When asked whether that dynamic takes away from the feeling of being in a band, Trilling concedes that whilst it is different compared with the togetherness of high school, she has always been a slightly separate entity. “I think maybe it takes away,” she says. “We’re all really tight but the guys have been best friends since they were young and I came in separately… when they hang out with their friends, they’re hanging out with the band, and I have my own group of friends.”

It is easy to forget, owing to the depth of her vocal delivery, that when the band first started Trilling was only 14. “I think that we have all matured musically, melodically, lyrically. I feel like my lyrics in the first EP or the first few records were kind of naïve, not in a bad way, just ‘cause I was,” she emphasises. Musically, in writing the new record, they’ve abandoned the more math and emo elements of their early songwriting for a more dense, chunky indie-rock: “less noodly, more rocky, maybe a little more pop sounding.”

“The process of how I write hasn’t changed, I guess it’s just what I want to express has changed.” Trilling writes to discover what she’s feeling, rather than waiting to feel something and then write about it, her stream of consciousness like a form of therapy, drawing out self-discovery in the process. “I just write whatever comes and spew out a few different words and lines I think sound good and put it together, and it unfolds and becomes a way for me to realise what I’ve been feeling.”

On Forth Wanderers, those feelings fluctuate quickly between self-confidence and insecurity. The melancholy of “flowers bloom but not for me” on ‘Not For Me’ a world away from self-assured opener ‘Nevermine’: “I am the one you think of when you’re with her/And what do you have?/Nothing on me.

“That’s one of the more confident songs on the album,” says Trilling. “It’s either sad and lonely and really down on myself and insecure, and the other side is narcissistic and petty and overconfident, and there’s no in-between.”

However, the album’s highlight, ‘Taste’, brings these polarised thoughts together, her confidence and vulnerability converging as she yearns “I can’t stand his face/But I like his feel/I’m all over the place/He thinks I’m the real deal”. It builds a complex and intense narrative of desire which sees the band’s high-school diary angst of old graduate into one of 2018’s most accomplished indie records.
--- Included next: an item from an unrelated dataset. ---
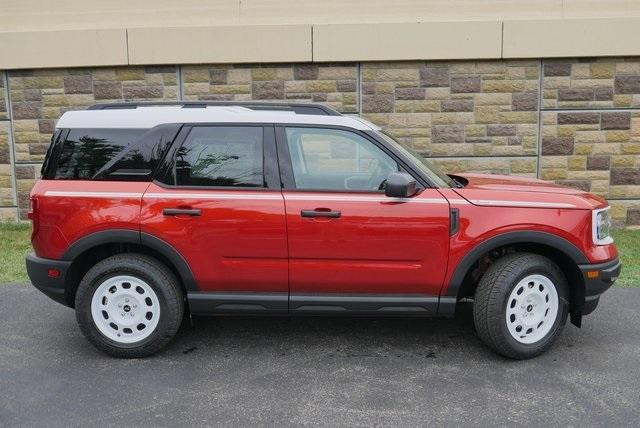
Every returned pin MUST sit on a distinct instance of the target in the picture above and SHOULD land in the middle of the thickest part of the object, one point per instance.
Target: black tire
(162, 282)
(491, 300)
It’s clear they had something to prove. “This is the record that we want to put out, and we want to show people how we’ve grown from five years ago,” Trilling asserts. But for her, the record has additional meaning: “I was going through a tough time, and writing these songs was such a great way to express myself and get all my emotions and feelings out in a creative way. I fell in love with the songs we were writing and felt really connected to them, so my goal was that people relate to this, feel connected and like someone feels the same way.”

But, making art that is both cathartic to create and relatable to listeners in a meaningful way isn’t necessarily a comfortable ride, especially in addition to the challenges the band have faced: distance, competing priorities, and the rapid growth experienced throughout formative teenage years as a result of their determination. Even having achieved levels of success the band had once dreamed of, when writing the record, Trilling described feeling like “life goes on, but I’m not part of the good stuff.” Their ‘high school band done good’ story – whilst true – is a little more complicated than that; neither linear nor effortless.

 

(Following the release of the record, the band announced the cancellation of their US tour, and later, the rest of their 2018 schedule, due to Trilling being diagnosed with a mental health issue. You can read the band’s full statement here, and we wish Ava all the best in her recovery.)